No livro há um inseto, de fato cinzento, que trabalha num edifício alto como operador de registo de dados. Durante anos, trabalha sem faltas, sem erros, sem promoções e sem condições humanas, porque vive entre as paredes do escritório por não conseguir pagar uma renda.
A narração é feita por esta cigarra, desprezada e desconsiderada pelos humanos com quem trabalha na mesma empresa. Ao fim de dezassete anos, atinge a reforma, despede-se e liberta-se daquela rotina laboral.
O destino da cigarra é desvendado aos leitores nas últimas páginas, com Shaun Tan a acrescentar, na ficha técnica, um pequeno poema do autor japonês Matsuo Bashô, do século XVII: “Brando e calmo/adentra a rocha/o cantar da cigarra”.
“Cigarra” foi publicado originalmente na Austrália em 2018 e chega agora ao mercado português, juntando-se a outras obras ilustradas de Shaun já editadas em Portugal, nomeadamente “Emigrantes”, “A coisa perdida” e “Contos dos Subúrbios”.
Shaun Tan, que nasceu em 1974 na Austrália, é “um magistral contador de histórias visuais, que abre caminho para novas possibilidades dentro do livro ilustrado”, afirmou a organização do prémio sueco Astrid Lindgren Memorial Award, quando o distinguiu em 2011.
As imagens de “Cigarra” foram feitas com acrílico e óleo sobre papel e tela, depois de Shaun Tan ter construído – e fotografado – maquetas com pequenas marionetas para representar cada uma das situações desenhadas, da cigarra e dos outros trabalhadores num escritório.
Na página oficial, Shaun Tan revela algumas das fontes de inspiração para este livro, que conduz o leitor por interrogações sobre trabalho digno, relações laborais, o direito ao descanso e à felicidade e sobre a relação dos humanos com a natureza.
No texto de apresentação de “Cigarra”, Shaun Tan lembra ainda que uma vez em Berlim, em 2005, deparou-se com um prédio cinzento de escritórios, com centenas de janelas e junto ao vidro de uma delas estava uma planta com uma garrida flor vermelha.
“Lembro-me de dizer a um amigo que possivelmente um inseto, uma abelha, ou assim, trabalhava naquele cubículo”, escreveu.
Outra das inspirações foram “A metamorfose”, de Franz Kafka, e o próprio ciclo de vida das cigarras, que podem passar até 17 anos no subsolo até emergirem e transformarem-se num inseto voador.

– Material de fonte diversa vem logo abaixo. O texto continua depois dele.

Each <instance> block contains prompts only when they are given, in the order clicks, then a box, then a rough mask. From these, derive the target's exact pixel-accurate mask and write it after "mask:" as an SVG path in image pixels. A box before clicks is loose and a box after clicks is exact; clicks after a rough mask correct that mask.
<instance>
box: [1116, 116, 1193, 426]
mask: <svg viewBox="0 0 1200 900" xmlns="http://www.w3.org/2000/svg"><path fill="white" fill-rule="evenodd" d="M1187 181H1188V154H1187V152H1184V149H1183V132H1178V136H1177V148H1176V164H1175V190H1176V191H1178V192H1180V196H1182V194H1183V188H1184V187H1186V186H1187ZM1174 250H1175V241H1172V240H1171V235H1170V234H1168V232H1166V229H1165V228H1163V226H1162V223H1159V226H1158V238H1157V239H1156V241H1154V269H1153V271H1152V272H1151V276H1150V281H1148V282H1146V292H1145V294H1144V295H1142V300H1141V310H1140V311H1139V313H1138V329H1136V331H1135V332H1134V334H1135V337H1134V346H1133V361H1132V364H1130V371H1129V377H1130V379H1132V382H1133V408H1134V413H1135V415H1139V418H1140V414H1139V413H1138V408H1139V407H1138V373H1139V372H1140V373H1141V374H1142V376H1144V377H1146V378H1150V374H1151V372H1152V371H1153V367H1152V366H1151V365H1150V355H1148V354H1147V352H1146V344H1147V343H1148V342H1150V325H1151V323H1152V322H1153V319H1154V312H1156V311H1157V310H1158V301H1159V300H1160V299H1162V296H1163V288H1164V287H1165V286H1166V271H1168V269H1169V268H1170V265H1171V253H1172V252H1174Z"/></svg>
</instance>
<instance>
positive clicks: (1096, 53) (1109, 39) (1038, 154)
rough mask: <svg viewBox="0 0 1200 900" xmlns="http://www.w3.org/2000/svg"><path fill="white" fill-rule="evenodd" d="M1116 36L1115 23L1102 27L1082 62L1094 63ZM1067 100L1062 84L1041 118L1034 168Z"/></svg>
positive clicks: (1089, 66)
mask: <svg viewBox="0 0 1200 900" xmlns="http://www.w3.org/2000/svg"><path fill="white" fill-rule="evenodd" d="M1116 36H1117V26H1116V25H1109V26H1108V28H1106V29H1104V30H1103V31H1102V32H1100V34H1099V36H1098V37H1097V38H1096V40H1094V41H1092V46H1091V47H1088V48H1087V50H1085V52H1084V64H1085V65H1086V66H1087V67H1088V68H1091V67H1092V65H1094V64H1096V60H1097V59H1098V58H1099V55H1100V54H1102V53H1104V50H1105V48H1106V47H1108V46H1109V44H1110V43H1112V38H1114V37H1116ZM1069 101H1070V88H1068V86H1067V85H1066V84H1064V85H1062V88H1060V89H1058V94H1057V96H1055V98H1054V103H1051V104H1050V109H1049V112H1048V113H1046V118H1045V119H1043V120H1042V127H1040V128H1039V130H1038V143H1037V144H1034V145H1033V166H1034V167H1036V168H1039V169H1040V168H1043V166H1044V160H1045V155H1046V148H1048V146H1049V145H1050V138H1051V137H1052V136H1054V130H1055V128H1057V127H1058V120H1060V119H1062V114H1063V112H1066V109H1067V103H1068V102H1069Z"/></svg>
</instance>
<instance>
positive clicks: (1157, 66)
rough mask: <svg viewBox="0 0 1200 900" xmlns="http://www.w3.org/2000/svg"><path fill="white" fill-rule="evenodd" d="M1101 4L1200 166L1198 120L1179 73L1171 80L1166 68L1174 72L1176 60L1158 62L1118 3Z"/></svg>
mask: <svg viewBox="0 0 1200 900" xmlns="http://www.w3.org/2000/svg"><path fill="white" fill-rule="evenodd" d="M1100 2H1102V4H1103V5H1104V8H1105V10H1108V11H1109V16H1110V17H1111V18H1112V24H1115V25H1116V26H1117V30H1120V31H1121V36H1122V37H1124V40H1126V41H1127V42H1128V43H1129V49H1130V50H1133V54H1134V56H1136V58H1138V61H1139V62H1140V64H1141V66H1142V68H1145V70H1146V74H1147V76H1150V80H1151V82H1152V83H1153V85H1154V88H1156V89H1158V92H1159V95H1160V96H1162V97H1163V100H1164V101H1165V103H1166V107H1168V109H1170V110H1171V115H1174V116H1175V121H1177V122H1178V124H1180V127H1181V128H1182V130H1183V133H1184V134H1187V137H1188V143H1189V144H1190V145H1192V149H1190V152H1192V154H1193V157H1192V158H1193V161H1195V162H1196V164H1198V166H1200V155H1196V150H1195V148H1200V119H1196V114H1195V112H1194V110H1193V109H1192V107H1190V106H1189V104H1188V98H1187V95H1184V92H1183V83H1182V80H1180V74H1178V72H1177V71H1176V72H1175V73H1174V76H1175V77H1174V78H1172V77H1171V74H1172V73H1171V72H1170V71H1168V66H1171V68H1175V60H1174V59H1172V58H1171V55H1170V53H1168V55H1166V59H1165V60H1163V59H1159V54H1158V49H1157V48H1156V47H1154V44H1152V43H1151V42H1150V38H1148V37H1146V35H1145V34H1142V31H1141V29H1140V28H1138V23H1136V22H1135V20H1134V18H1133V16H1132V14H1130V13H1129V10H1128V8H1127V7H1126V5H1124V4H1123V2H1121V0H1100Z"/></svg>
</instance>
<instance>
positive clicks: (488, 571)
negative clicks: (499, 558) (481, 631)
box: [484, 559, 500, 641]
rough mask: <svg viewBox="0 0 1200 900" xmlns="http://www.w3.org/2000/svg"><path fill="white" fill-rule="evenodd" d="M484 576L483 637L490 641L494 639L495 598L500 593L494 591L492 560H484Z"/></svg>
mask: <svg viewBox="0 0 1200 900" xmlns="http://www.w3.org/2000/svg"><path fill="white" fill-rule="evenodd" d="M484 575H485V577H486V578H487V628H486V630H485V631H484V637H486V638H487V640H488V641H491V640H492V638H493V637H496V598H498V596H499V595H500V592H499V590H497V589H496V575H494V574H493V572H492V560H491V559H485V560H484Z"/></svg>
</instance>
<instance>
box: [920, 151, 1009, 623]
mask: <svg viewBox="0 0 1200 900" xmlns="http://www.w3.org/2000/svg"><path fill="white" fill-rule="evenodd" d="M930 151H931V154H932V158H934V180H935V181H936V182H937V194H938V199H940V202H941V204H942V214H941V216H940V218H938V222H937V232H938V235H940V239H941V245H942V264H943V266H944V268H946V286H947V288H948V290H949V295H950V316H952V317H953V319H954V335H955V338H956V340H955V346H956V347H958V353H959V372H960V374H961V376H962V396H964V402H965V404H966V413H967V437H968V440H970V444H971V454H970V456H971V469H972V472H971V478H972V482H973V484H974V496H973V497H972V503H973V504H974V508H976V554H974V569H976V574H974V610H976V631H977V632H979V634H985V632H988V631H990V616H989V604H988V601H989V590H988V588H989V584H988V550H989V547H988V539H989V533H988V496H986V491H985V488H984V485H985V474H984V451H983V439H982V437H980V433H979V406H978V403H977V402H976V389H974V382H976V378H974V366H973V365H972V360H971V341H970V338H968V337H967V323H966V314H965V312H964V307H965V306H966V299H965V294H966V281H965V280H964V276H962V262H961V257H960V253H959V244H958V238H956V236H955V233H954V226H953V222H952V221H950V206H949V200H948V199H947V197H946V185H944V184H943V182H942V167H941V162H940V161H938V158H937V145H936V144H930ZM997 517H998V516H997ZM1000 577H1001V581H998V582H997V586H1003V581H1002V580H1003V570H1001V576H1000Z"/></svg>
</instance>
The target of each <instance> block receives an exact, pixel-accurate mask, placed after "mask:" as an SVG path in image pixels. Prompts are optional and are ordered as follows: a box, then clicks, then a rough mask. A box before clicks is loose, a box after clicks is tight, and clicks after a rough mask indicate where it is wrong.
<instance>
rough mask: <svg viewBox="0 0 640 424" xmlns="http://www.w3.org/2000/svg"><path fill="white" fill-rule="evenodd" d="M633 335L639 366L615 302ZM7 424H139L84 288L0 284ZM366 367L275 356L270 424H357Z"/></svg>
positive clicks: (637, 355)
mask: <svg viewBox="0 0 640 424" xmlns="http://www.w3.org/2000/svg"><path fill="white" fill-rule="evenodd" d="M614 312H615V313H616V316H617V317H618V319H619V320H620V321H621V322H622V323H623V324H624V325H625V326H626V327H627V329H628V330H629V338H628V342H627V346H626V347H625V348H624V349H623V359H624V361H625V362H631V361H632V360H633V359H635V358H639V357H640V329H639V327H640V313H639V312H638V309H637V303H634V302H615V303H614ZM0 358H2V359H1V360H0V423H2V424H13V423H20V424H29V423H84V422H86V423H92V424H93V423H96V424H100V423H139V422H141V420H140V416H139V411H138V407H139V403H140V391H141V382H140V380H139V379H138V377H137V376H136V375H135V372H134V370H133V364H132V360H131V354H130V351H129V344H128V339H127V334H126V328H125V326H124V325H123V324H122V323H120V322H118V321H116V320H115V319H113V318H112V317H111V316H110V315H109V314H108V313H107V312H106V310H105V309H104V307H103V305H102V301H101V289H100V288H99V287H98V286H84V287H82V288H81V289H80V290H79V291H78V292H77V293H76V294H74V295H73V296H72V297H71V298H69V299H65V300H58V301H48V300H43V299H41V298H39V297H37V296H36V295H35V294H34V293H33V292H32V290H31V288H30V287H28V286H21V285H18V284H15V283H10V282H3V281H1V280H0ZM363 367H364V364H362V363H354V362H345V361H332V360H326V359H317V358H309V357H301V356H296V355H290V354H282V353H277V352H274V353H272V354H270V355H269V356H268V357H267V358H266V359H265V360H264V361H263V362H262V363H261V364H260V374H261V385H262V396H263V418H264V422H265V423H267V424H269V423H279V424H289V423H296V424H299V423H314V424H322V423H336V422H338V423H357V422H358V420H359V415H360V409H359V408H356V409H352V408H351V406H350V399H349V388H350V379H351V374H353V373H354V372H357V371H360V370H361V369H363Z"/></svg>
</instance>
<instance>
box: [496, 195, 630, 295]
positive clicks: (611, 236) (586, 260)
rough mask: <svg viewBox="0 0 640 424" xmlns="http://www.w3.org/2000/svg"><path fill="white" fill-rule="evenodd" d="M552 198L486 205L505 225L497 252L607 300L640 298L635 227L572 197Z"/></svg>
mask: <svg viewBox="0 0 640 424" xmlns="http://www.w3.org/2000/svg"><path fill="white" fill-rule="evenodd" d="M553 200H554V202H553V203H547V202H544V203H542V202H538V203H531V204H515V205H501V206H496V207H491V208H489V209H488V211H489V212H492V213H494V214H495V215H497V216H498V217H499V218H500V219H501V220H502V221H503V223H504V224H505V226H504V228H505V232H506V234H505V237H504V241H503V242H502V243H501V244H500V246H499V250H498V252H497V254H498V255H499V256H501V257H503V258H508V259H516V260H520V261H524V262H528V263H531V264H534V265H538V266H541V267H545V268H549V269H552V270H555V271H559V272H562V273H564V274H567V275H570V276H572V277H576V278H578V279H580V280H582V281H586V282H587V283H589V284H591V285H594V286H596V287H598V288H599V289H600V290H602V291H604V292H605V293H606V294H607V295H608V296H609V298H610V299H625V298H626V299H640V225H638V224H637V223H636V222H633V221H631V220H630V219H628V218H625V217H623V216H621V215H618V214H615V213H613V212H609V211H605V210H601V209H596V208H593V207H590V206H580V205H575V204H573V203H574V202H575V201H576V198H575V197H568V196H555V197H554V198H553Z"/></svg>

Sem dar respostas sobre o que cada leitor interpreta dos seus livros, a propósito de “Cigarra” Shaun Tan diz que sempre se interessou “pela forma como as estruturas sociais, políticas e económicas, originalmente criadas para promover os interesses humanos e genuinamente com boas intenções, podem, na verdade, acabar por ser muito desumanizantes e contraproducentes”.
“Somos facilmente escravizados pelos próprios sistemas que deveriam funcionar para nós”, afirmou.
Com obra publicada em quase duas dezenas de países, Shaun Tan soma vários prémios e distinções internacionais, entre as quais a medalha Kate Greenaway, do Reino Unido, por “Contos dos subúrbios”; um prémio no festival de banda desenhada em Angoulême por “Emigrantes”; e um Óscar de melhor curta-metragem de animação pela adaptação de “A Coisa Perdida”.